Das MBT-Eurokomm. ist Teil des Mobilen Beratungsteams Tolerantes Brandenburg und knüpft an dessen grundsätzlichen Arbeitsauftrag an. Dazu zählt die gemeinsame Entwicklung und Sicherung demokratischer Grundwerte sowie die Stärkung der Verantwortung jedes Einzelnen vor Ort. Das auf Grundlage erster Erhebungen und der Analyse der vorrangigsten Problem- und Bedarfslagen entwickelte Angebot umfasst folgende Leistungen, die von lokalen und Arbeitswelt bezogenen Akteuren in Anspruch genommen werden können:

- Unterstützung und Vermittlung von Kontakten von Unternehmen und Ausbildungsträgern bei der      Projektentwicklung und -begleitung mit dem Ziel, Auszubildende aus Brandenburg und Westpolen durch gemeinsame Ausbildungsprozesse besser für einen gemeinsamen Markt zu qualifizieren und Schlüsselqualifikationen wie interkulturelle Kompetenz zu vermitteln.

- Information und Aufklärung zur sozialen, ökonomischen, politischen und demographischen Entwicklung im Grenzgebiet. Hier werden beispielsweise gemeinsam mit Trägern der Kulturarbeit Generationen übergreifende Geschichtswerkstätten geplant.

- Unterstützung bei der Organisation von Beratungsprozessen zwischen Verantwortungsträgern aus Wirtschaft, Aus- und Weiterbildung, öffentlicher Verwaltung und lokalen Initiativen.
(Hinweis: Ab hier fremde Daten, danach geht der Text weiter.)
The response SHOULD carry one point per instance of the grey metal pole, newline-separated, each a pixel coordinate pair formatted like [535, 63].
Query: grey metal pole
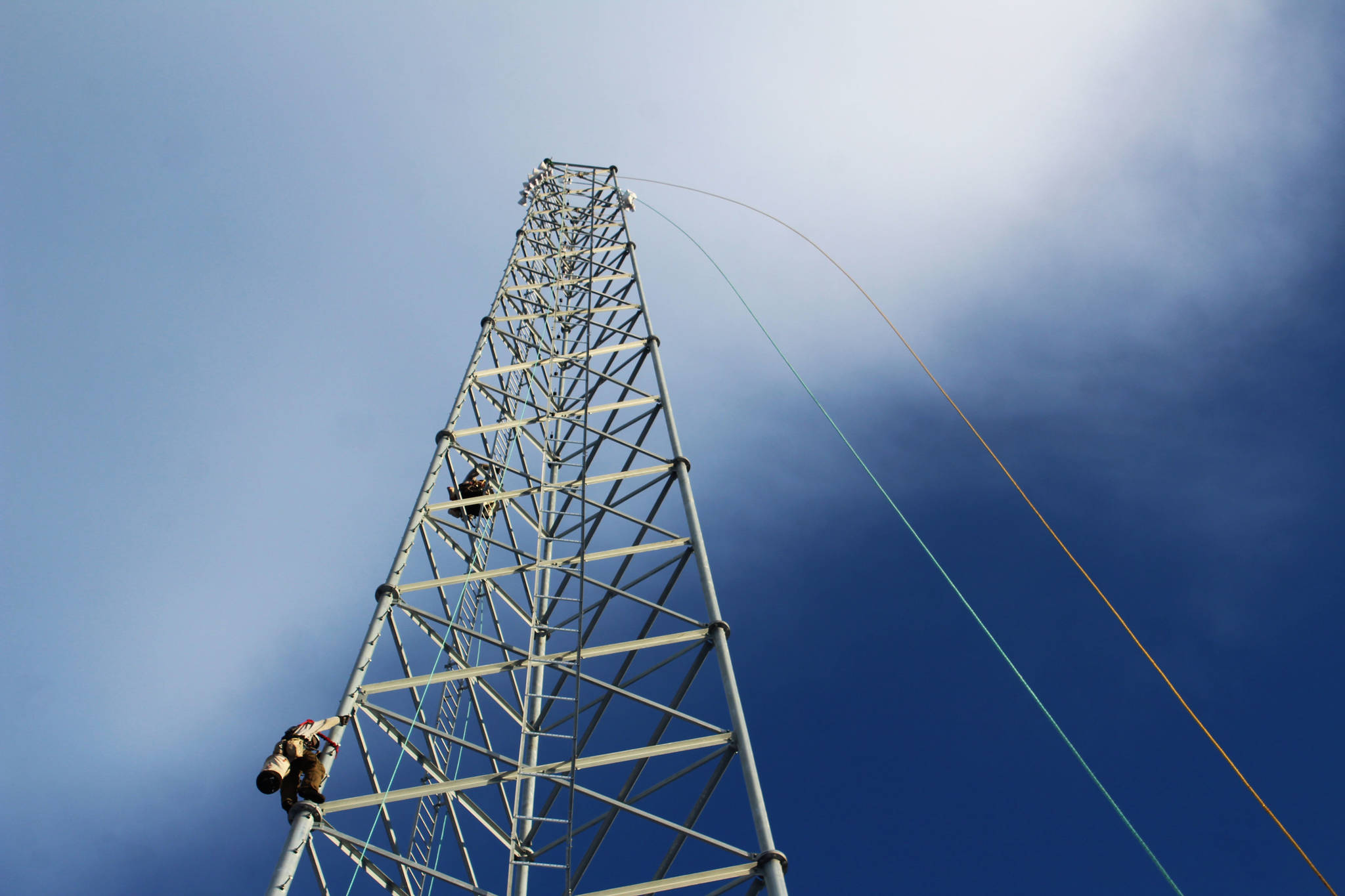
[772, 867]
[303, 822]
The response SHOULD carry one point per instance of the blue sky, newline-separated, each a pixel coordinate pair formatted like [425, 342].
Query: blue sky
[244, 254]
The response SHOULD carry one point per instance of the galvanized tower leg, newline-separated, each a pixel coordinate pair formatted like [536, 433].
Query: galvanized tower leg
[774, 865]
[540, 691]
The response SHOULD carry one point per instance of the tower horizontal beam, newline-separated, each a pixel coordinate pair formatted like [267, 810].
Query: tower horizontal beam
[493, 668]
[549, 769]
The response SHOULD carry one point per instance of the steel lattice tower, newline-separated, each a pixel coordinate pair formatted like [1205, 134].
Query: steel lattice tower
[556, 654]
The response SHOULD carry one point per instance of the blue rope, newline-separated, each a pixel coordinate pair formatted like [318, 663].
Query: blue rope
[930, 554]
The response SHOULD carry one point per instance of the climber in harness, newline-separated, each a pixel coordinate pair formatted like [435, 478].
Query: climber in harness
[296, 757]
[472, 486]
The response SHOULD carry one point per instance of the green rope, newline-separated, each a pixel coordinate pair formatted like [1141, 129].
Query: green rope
[929, 553]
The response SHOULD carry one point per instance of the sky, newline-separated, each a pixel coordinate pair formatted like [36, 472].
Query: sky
[245, 249]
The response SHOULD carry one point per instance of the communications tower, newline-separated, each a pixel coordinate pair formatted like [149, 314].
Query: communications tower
[544, 703]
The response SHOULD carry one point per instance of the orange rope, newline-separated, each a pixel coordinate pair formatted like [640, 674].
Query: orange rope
[1079, 566]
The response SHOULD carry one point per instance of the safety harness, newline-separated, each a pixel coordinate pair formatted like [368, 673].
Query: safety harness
[310, 742]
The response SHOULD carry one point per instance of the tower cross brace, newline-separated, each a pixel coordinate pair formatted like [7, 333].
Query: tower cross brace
[535, 702]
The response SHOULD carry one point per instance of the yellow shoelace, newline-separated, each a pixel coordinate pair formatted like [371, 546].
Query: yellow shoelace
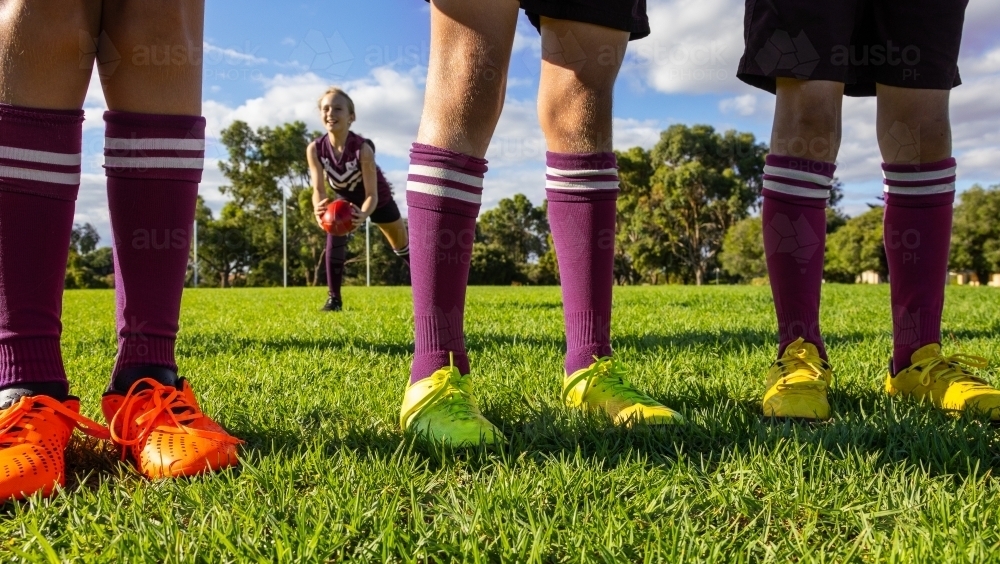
[609, 374]
[149, 404]
[953, 369]
[803, 358]
[454, 394]
[17, 418]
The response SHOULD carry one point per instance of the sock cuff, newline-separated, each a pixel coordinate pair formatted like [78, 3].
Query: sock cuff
[31, 360]
[593, 175]
[920, 185]
[40, 151]
[445, 181]
[153, 146]
[798, 181]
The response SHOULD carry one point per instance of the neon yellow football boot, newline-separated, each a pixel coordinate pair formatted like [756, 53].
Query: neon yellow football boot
[602, 386]
[442, 408]
[946, 382]
[797, 384]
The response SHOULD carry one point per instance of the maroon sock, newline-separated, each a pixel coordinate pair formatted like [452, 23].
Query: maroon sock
[794, 219]
[39, 181]
[917, 235]
[582, 190]
[336, 254]
[443, 192]
[153, 164]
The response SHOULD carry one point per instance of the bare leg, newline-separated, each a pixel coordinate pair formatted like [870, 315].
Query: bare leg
[914, 136]
[807, 119]
[154, 94]
[798, 174]
[44, 74]
[44, 57]
[160, 43]
[580, 63]
[912, 125]
[471, 43]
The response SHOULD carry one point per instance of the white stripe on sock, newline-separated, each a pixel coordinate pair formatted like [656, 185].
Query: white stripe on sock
[798, 175]
[598, 185]
[575, 173]
[153, 162]
[817, 193]
[44, 157]
[916, 176]
[153, 144]
[446, 174]
[919, 190]
[39, 175]
[443, 192]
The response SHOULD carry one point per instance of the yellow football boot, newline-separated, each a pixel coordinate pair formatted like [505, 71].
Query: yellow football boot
[797, 384]
[602, 386]
[441, 407]
[945, 381]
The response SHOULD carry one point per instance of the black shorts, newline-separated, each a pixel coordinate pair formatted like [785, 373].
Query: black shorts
[905, 43]
[626, 15]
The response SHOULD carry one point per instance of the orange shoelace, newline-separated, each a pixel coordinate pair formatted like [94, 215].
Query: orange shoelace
[17, 418]
[146, 406]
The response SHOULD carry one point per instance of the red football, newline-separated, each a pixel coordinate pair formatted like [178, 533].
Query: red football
[338, 219]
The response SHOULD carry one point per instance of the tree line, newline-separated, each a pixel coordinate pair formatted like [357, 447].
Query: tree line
[687, 213]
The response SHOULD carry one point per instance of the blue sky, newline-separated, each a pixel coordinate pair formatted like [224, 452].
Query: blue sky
[267, 62]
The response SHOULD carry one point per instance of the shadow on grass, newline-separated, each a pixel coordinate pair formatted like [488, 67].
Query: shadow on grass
[889, 433]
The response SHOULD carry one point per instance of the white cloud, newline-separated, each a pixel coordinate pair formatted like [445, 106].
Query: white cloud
[387, 102]
[745, 105]
[234, 56]
[695, 47]
[629, 132]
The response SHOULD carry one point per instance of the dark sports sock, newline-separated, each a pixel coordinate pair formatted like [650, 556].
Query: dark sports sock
[154, 165]
[39, 181]
[794, 220]
[443, 193]
[403, 253]
[9, 395]
[336, 254]
[582, 190]
[128, 376]
[917, 236]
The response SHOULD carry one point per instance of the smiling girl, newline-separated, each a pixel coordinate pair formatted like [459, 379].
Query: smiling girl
[346, 161]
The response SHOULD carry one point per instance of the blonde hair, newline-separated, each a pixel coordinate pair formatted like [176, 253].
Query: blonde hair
[337, 92]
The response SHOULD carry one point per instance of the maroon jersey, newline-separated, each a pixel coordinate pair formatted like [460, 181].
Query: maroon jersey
[344, 173]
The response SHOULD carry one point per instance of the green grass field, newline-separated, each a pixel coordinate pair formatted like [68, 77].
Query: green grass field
[327, 475]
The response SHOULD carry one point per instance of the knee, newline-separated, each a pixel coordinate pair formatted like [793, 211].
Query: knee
[472, 83]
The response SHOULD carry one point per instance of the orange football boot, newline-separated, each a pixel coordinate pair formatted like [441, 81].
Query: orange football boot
[34, 433]
[165, 432]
- Informationen und Aufklärung zur Thematik der Erweiterung der EU. Hierzu zählen Veränderungen  des Arbeitsrechts, der Zollbestimmungen, der Möglichkeiten Grund und Boden im jeweiligen Nachbarland zu erwerben, aber auch Fragen zur Sicherheit und der Bekämpfung typischer Grenzkriminalität. An dieser Stelle sei darauf hingewiesen, dass Vorurteilen und Ängsten nur bedingt mit Informationen und Aufklärung zu begegnen sind, wichtiger noch ist die ernsthafte Auseinandersetzung mit den individuellen Einstellungspotenzialen.

- Seminare und Workshops zu Themen, die die historische und gegenwärtige Entwicklung der Region reflektieren, die Folgen der EU-Erweiterung auf den Sozialraum diskutieren, Fragen wie nationale/regionale Identität, interkulturelle Kompetenz, Selbst- und Fremdwahrnehmung behandeln etc.